Now try asking something that isn't in the lore:
python query.py "What is the capital of France?"The system prompt tells Claude to only answer from context. Does it refuse, or does it hallucinate?
Ingestion (run once): read documents from disk, split into overlapping chunks, embed each chunk with OpenAI, store embeddings + text in ChromaDB.
Query (run per question): embed the question with OpenAI, find the nearest chunks in ChromaDB by cosine similarity, pass the chunks + question to Claude, get an answer grounded in the context.
1. What is an embedding?
An embedding is a list of numbers that captures the meaning of a piece of text. Texts with similar meanings get similar numbers, which lets us find relevant documents by comparing these number lists. If a question's numbers are close to a chunk's numbers, that chunk is probably relevant.
2. What is cosine similarity?
It measures how similar two vectors are by looking at the angle between them, ignoring their length. If two vectors point in the same direction the similarity is 1 (identical meaning), if they're perpendicular it's 0 (unrelated), and if they point in opposite directions it's -1. We care about direction rather than magnitude because that's what captures meaning.

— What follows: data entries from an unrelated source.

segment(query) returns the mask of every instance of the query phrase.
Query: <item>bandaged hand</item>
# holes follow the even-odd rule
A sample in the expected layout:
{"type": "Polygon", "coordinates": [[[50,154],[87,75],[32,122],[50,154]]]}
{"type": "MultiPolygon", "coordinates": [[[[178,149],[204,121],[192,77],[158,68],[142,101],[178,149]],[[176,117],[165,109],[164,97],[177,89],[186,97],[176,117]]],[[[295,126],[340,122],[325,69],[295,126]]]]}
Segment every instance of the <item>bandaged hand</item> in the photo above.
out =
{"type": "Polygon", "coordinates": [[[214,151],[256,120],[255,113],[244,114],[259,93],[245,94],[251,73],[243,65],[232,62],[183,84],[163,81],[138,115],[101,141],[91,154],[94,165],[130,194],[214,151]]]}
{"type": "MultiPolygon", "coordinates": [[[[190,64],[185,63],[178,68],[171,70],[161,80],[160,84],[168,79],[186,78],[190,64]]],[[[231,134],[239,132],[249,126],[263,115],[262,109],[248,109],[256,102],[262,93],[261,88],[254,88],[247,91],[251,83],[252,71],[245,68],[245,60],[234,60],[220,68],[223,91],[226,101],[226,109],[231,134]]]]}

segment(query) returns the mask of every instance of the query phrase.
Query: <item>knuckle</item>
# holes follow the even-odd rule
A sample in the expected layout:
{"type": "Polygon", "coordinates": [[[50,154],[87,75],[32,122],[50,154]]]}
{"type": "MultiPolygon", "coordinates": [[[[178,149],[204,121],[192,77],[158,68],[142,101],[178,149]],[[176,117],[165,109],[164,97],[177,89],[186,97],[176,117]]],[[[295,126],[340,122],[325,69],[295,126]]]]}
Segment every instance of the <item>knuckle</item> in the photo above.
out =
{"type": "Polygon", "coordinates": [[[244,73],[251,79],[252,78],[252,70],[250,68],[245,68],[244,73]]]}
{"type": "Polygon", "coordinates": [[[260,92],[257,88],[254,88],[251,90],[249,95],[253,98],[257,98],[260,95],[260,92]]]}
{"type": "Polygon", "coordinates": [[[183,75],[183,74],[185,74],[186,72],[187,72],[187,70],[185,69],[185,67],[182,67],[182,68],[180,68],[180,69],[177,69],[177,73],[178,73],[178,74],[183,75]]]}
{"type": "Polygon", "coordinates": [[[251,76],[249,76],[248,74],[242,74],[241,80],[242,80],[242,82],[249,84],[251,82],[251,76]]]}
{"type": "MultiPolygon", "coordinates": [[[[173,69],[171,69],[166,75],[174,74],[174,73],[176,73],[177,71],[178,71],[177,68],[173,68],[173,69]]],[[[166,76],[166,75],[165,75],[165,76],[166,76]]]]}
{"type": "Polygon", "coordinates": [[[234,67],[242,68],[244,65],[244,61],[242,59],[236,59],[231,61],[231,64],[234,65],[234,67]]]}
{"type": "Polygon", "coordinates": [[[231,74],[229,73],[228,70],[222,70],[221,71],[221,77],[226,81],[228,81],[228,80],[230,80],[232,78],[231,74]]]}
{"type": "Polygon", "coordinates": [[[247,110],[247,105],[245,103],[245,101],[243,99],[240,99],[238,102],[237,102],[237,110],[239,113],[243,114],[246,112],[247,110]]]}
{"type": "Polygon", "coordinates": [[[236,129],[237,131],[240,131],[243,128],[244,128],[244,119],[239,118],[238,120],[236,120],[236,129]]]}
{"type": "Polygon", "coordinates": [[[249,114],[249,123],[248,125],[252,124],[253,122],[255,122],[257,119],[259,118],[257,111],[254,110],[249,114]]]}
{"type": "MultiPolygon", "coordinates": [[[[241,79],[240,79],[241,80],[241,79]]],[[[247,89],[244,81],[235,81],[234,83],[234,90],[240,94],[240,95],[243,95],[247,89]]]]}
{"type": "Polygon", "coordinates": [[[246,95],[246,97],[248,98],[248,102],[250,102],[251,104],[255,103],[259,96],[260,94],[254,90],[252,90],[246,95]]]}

3. Why must you use the same embedding model for documents and queries?
Each model maps text into its own vector space. If you embed documents with one model and queries with another, the vectors are in completely different spaces and the numbers aren't comparable. It's like measuring one thing in kilometres and another in pounds, then trying to find the "closest" match.
4. What happens if you remove the overlap between chunks?

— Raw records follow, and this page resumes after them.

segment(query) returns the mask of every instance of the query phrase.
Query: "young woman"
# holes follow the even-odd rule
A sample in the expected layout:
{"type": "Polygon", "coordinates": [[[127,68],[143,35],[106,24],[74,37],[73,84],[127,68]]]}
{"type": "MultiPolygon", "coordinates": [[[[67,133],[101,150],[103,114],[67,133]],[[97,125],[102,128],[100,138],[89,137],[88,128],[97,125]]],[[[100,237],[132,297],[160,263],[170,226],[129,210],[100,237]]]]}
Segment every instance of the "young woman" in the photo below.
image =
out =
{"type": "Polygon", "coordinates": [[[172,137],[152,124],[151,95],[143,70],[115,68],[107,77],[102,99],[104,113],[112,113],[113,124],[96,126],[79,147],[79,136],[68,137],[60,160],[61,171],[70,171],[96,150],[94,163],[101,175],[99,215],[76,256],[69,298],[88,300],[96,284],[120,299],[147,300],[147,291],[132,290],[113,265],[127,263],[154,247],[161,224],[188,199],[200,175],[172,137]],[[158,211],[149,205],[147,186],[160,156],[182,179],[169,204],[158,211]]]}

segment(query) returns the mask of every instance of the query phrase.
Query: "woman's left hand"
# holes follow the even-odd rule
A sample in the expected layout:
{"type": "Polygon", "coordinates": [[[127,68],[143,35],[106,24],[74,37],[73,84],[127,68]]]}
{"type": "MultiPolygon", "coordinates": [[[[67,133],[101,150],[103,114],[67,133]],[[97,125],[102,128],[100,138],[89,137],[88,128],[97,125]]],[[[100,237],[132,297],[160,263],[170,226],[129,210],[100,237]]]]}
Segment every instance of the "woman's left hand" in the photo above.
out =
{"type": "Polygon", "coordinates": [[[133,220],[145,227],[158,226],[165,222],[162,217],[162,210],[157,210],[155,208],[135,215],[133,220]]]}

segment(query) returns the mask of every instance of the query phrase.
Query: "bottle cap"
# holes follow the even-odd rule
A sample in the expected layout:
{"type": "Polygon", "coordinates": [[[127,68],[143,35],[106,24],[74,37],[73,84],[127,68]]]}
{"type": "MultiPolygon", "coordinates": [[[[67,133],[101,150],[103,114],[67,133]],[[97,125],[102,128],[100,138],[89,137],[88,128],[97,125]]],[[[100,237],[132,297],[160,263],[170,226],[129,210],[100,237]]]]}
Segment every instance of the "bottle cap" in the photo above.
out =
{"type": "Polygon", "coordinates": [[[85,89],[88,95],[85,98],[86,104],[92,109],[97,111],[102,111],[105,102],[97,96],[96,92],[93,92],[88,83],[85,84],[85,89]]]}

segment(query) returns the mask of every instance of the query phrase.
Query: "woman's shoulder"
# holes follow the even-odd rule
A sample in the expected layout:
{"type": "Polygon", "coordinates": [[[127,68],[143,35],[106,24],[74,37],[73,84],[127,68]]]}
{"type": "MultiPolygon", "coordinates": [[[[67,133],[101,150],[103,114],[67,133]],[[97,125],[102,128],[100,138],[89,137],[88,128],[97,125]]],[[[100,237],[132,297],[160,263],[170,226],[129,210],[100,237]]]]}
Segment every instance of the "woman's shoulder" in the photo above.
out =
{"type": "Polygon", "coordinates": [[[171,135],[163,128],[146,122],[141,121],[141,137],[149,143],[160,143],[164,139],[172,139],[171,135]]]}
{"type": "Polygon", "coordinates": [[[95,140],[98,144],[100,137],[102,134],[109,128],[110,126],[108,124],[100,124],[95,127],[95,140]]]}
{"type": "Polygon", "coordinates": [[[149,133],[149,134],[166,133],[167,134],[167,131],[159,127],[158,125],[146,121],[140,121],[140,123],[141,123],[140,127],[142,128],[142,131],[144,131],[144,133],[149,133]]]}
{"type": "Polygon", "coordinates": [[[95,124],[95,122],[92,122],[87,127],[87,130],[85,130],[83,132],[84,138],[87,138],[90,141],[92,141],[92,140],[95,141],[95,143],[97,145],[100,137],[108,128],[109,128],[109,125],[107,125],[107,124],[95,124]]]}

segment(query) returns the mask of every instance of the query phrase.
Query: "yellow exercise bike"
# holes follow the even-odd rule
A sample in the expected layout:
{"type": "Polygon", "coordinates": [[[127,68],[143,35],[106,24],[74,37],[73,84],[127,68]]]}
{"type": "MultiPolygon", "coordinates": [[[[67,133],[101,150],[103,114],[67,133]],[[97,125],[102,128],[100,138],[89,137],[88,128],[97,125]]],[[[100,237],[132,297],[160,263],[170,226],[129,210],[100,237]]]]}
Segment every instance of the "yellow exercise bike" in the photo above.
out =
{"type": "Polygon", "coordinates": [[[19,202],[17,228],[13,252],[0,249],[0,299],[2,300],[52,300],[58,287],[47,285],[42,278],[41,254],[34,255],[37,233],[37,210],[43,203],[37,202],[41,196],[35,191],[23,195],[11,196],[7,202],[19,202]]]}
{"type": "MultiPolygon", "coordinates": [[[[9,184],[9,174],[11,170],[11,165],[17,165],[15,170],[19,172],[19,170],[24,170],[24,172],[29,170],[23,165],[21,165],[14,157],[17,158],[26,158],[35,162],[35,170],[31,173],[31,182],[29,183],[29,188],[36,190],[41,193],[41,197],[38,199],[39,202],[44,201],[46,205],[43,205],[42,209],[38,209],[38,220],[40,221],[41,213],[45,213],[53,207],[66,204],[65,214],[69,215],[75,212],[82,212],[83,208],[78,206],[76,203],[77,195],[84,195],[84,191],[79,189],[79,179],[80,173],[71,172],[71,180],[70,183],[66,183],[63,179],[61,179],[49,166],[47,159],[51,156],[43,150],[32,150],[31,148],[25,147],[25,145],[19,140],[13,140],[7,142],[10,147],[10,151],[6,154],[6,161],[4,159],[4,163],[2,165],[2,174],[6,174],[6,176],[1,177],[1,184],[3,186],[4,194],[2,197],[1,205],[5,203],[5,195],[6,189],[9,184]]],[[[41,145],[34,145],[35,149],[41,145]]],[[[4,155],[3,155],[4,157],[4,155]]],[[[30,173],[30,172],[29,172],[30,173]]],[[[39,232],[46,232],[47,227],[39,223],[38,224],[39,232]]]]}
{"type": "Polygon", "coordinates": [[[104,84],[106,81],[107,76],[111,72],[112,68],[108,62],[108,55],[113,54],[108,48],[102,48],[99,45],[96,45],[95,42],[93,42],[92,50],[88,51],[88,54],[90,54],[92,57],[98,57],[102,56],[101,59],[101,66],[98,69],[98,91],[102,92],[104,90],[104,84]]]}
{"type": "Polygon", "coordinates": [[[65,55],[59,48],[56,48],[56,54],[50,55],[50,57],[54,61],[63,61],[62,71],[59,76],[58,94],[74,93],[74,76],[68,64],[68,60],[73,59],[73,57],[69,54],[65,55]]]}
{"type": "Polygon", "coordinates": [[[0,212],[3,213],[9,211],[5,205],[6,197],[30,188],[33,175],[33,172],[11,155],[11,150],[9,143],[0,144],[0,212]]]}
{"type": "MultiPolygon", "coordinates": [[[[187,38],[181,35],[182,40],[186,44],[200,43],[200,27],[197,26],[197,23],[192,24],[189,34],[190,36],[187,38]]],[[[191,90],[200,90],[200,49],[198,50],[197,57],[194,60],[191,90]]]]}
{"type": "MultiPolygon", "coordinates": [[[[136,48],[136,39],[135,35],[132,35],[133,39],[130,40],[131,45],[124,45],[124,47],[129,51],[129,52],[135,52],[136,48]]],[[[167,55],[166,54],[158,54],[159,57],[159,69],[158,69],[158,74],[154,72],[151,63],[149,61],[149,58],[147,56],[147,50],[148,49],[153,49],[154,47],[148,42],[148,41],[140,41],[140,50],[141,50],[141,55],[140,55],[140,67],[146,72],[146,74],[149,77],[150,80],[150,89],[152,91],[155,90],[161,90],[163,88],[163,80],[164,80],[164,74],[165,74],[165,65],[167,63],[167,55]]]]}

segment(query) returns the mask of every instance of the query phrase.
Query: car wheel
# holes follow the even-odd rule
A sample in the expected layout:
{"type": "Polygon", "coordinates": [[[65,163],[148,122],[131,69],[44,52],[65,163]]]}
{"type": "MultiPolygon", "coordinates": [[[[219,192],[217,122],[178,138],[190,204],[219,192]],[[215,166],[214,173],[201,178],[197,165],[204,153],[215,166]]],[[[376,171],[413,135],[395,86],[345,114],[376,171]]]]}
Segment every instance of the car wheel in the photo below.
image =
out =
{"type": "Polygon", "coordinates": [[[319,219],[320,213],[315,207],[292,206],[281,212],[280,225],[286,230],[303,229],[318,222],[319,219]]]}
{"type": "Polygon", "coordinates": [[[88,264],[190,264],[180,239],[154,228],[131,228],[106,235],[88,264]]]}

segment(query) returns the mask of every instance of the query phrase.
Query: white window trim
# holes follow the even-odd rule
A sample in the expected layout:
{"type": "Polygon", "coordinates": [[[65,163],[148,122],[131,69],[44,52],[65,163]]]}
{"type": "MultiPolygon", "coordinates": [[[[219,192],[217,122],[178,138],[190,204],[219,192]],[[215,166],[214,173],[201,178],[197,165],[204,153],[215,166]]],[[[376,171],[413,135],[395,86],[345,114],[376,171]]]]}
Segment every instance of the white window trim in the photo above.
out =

Sentences that fall on chunk boundaries get cut in half. The first half ends up in one chunk and the second half in another, so neither contains the complete thought. If a question targets that sentence, retrieval might find a partial match or miss it entirely. Overlap ensures boundary sentences appear in full in at least one chunk.
5. What would happen if you embedded each document as one giant chunk?
The embedding would average over the entire document's meaning. If a document covers 10 different topics, the embedding sits in a vague middle ground between all of them, so a question about one specific topic gets a weak similarity score. Smaller chunks produce more focussed embeddings that match specific questions better.
6. What's the tradeoff in choosing how many chunks to retrieve?
More chunks means you're more likely to include the relevant information, but you also include more irrelevant text. This adds noise that can confuse Claude and uses more tokens (costing more and adding latency). Fewer chunks keeps things lean but risks missing the relevant passage. I find 3-5 chunks is a reasonable starting point.
7. Will the same document produce the same vector every time?
Yes, embedding models are deterministic. Same input text, same vector, every time. There's no sampling or randomness like there is in text generation.
When vectors will differ for the "same" document:
- Different model versions (weights change, vectors change entirely)
- Different preprocessing (whitespace, chunking, Unicode normalisation)
Practical implication: You can safely cache embeddings for unchanged documents. If you change chunking strategy or switch model versions, you must re-embed the entire corpus. Vectors from different models can't be mixed in the same index.